Tuesday, June 19, 2018

Yes, Liberals Really Did Destroy Art: Against Anti-Liberalism


From the National Review:
Susan Sontag established herself as a public intellectual through original and incisive essays in which she exalted avant-garde over high culture in the 1960s. Late in her career, in the 1990s, she began to have second thoughts. 
“It never occurred to me that all the stuff I had cherished, and all the people I had cared about in my university education, could be dethroned,” she explained to Joan Acocella of The New Yorker. She had assumed that “all that would happen is that you would set up an annex — you know, a playhouse — in which you could study these naughty new people, who challenged things.” 
The “naughty new people” were mid-20th-century artists, particularly American and European writers and filmmakers, who defied existing conventions of the novel and of narrative in general. In your creation or experience of art, try for a moment to stop asking what it “means,” Sontag advised. Relish the “sensuous surface of art without mucking about in it.” 
The aesthetic she was celebrating — it amounted to an elevation of form over content — was supposed to be exemplified by the “nouveau roman,” in which plot, character development, and all the empty promises of linear thought were minimized or, better, absent. 

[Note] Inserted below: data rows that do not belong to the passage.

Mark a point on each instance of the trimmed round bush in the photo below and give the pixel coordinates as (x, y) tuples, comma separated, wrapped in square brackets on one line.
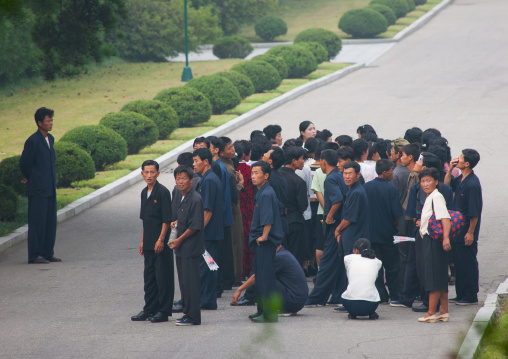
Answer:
[(72, 164), (137, 130), (232, 47), (317, 50), (221, 92), (363, 23), (9, 203), (269, 27), (276, 61), (162, 114), (191, 105), (399, 7), (10, 175), (330, 40), (242, 83), (384, 10), (300, 61), (263, 75), (104, 145)]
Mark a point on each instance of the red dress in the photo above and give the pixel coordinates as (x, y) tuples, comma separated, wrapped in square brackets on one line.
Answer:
[(247, 209)]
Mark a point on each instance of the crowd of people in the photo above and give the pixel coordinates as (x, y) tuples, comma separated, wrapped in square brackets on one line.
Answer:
[(359, 215)]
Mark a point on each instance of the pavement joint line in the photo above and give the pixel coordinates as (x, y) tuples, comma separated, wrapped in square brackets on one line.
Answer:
[(111, 189), (483, 318)]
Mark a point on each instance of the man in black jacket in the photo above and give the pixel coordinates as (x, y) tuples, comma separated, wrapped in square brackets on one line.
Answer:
[(37, 163)]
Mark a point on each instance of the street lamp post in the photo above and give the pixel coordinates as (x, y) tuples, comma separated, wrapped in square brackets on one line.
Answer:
[(187, 72)]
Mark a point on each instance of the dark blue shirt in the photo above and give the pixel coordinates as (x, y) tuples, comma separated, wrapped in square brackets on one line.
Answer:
[(226, 192), (356, 210), (469, 201), (384, 209), (210, 189), (266, 211)]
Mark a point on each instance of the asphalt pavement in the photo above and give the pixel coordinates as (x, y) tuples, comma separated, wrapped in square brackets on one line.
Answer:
[(452, 74)]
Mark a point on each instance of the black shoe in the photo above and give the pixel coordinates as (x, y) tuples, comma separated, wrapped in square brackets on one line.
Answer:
[(159, 317), (141, 316), (255, 315), (374, 316), (185, 321)]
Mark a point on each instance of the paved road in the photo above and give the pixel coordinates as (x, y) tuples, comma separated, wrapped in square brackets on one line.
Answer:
[(449, 75)]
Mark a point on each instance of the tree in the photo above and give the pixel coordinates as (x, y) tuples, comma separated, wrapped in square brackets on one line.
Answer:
[(154, 29)]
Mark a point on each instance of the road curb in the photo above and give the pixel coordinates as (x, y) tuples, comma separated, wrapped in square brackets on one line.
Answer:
[(165, 160), (482, 319)]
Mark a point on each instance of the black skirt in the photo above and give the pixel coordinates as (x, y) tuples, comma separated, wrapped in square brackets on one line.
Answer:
[(435, 265)]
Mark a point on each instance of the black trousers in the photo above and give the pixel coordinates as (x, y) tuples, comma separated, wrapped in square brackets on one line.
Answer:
[(41, 227), (159, 281), (388, 254), (190, 287), (225, 261), (466, 271)]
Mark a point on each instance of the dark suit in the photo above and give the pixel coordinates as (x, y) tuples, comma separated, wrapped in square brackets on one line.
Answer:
[(37, 163), (159, 268)]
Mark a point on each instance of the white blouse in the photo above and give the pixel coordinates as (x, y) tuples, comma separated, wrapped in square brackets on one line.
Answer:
[(439, 208), (361, 273)]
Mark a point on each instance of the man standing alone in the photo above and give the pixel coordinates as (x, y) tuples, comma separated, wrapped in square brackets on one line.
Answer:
[(37, 163)]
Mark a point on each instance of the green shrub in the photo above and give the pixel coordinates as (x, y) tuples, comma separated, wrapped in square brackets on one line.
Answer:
[(399, 7), (269, 27), (317, 50), (242, 83), (411, 6), (300, 61), (384, 10), (191, 105), (162, 114), (327, 38), (72, 164), (364, 23), (9, 203), (276, 61), (104, 145), (229, 47), (10, 175), (263, 75), (221, 92), (137, 130)]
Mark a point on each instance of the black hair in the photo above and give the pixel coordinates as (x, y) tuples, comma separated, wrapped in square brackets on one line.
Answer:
[(344, 140), (346, 153), (278, 158), (203, 154), (41, 114), (360, 146), (413, 135), (150, 163), (255, 134), (265, 167), (471, 156), (184, 169), (271, 131), (365, 128), (354, 165), (431, 160), (293, 153), (216, 142), (303, 126), (331, 157), (383, 165), (201, 140), (323, 135), (185, 159), (369, 136), (411, 150), (363, 246)]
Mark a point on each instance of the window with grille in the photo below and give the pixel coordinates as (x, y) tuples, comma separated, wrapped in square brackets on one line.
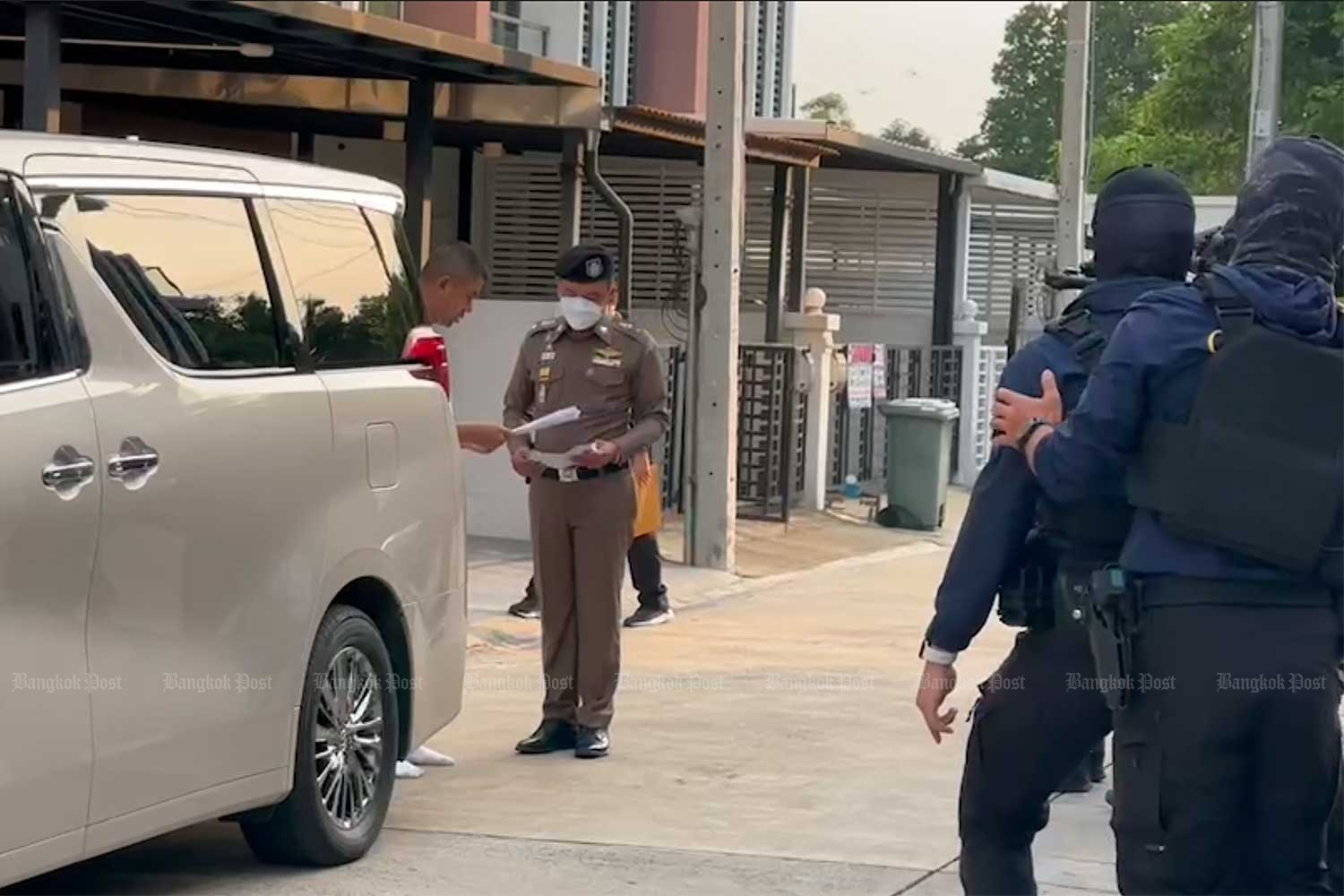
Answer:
[(629, 56), (588, 34)]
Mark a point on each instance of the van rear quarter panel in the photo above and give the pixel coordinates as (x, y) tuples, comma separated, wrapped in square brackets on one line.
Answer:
[(411, 533)]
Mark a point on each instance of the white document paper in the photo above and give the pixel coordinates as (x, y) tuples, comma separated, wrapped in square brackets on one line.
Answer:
[(548, 421), (558, 460)]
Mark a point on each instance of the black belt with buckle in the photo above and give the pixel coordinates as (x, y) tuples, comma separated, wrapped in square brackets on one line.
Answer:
[(582, 473)]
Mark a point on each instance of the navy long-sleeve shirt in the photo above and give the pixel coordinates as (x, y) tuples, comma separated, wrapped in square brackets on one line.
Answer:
[(1150, 370), (1003, 501)]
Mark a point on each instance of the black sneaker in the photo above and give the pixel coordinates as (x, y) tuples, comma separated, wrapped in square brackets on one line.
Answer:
[(1077, 782), (648, 616), (550, 737), (527, 608), (591, 743)]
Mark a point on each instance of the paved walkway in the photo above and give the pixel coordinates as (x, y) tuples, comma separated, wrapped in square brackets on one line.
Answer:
[(765, 743)]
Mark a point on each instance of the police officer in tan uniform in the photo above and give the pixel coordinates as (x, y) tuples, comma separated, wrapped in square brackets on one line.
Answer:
[(582, 514)]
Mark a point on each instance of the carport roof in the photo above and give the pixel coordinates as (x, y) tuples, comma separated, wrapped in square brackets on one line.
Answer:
[(306, 39), (690, 131), (852, 150)]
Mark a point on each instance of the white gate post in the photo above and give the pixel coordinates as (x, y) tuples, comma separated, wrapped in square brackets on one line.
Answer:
[(967, 335), (814, 331)]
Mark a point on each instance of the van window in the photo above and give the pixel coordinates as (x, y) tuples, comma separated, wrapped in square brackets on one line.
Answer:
[(354, 293), (185, 271)]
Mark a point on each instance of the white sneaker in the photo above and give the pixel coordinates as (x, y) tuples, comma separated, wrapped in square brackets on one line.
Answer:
[(430, 758)]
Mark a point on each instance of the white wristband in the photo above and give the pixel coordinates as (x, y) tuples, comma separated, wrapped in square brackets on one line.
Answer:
[(938, 656)]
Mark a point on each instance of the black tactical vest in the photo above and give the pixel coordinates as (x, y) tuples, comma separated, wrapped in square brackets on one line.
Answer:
[(1258, 468), (1093, 530)]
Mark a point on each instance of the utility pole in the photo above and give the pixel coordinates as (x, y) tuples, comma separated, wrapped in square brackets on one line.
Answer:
[(1073, 142), (1266, 74), (714, 485)]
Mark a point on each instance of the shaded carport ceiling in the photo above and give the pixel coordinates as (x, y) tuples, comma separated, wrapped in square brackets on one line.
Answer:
[(306, 38)]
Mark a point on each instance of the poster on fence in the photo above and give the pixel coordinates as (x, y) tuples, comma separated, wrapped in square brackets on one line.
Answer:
[(860, 376), (879, 373)]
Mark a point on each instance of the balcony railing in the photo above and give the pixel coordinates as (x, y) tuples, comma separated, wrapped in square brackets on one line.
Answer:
[(519, 34)]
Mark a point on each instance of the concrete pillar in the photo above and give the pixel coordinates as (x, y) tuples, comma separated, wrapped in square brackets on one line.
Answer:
[(572, 190), (968, 335), (42, 67), (620, 51), (714, 474), (1266, 74), (814, 332), (1073, 145), (419, 168)]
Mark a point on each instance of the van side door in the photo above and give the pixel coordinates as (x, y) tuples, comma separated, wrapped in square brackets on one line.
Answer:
[(50, 495)]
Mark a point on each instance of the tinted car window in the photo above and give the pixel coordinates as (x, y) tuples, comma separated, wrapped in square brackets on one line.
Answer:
[(185, 271), (352, 289), (21, 349)]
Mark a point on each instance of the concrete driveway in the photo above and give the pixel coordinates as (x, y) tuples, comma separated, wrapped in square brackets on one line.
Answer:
[(765, 743)]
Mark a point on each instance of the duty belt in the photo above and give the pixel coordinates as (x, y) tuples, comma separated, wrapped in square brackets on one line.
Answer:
[(582, 474), (1179, 590)]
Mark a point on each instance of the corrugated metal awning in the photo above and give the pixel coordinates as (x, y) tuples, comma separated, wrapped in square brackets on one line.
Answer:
[(852, 150), (690, 131), (306, 39)]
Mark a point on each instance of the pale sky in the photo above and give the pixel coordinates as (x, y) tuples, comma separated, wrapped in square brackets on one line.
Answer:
[(925, 62)]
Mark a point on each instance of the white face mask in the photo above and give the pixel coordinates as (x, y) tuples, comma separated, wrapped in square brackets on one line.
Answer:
[(580, 314)]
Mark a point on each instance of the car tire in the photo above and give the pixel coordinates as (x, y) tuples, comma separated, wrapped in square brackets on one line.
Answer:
[(331, 818)]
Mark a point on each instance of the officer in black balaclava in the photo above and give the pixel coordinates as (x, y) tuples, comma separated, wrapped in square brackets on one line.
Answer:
[(1042, 711), (1225, 402)]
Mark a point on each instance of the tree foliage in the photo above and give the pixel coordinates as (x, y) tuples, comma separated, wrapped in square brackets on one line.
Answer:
[(1171, 88), (902, 132), (830, 107)]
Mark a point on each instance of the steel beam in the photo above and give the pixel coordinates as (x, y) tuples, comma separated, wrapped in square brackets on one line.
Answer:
[(419, 168), (798, 237), (42, 67), (712, 524), (774, 297)]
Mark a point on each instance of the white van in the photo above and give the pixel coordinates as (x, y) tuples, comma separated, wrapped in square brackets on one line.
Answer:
[(231, 517)]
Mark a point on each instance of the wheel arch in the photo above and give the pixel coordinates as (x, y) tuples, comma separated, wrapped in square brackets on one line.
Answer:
[(378, 600)]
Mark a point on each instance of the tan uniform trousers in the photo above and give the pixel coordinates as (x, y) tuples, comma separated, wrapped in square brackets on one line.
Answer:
[(581, 533)]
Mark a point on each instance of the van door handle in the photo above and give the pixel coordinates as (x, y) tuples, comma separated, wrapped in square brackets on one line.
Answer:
[(67, 469), (134, 462)]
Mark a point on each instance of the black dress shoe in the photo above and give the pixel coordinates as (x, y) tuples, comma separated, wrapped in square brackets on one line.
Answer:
[(593, 743), (550, 737)]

“What is important now is to recover our senses,” she wrote. “We must learn to see more, to hear more, to feel more.” Alas, what had appealed to Sontag about that kind of formalism “was mostly just the idea of it,” Acocella observed. 
“I thought I liked William Burroughs and Nathalie Sarraute and Robbe-Grillet,” Sontag told her, “but I didn’t. I actually didn’t.” 
And now she had regrets. 
“Little did I know that the avant-garde transgressiveness of the sixties was to become absolutely institutionalized and that most of the gods of high culture would be dethroned and mocked.” 
In “Thirty Years Later” (1996), Sontag, reflecting on what she had failed to foresee when she wrote the cultural criticism collected in her book Against Interpretation (1966), recounted that she hadn’t yet grasped that seriousness itself was in the early stages of losing credibility in the culture at large, and that some of the more transgressive art I was enjoying would reinforce frivolous, merely consumerist transgressions. 
Thirty years later, the undermining of standards of seriousness is almost complete, with the ascendancy of a culture whose most intelligible, persuasive values are drawn from the entertainment industries. Now the very idea of the serious (and the honorable) seems quaint, “unrealistic,” to most people. 
During the late ‘60s and early ‘70s Pauline Kael was doing the same tearing down of old standards in the film industry as Sontag did in literature from her perch as the New Yorker’s most prominent film critic. 
As a 2008 profile of her in Canada’s National Post concluded, “Not long before she died, Pauline Kael remarked to a friend, ‘When we championed trash culture we had no idea it would become the only culture.’ Who did?”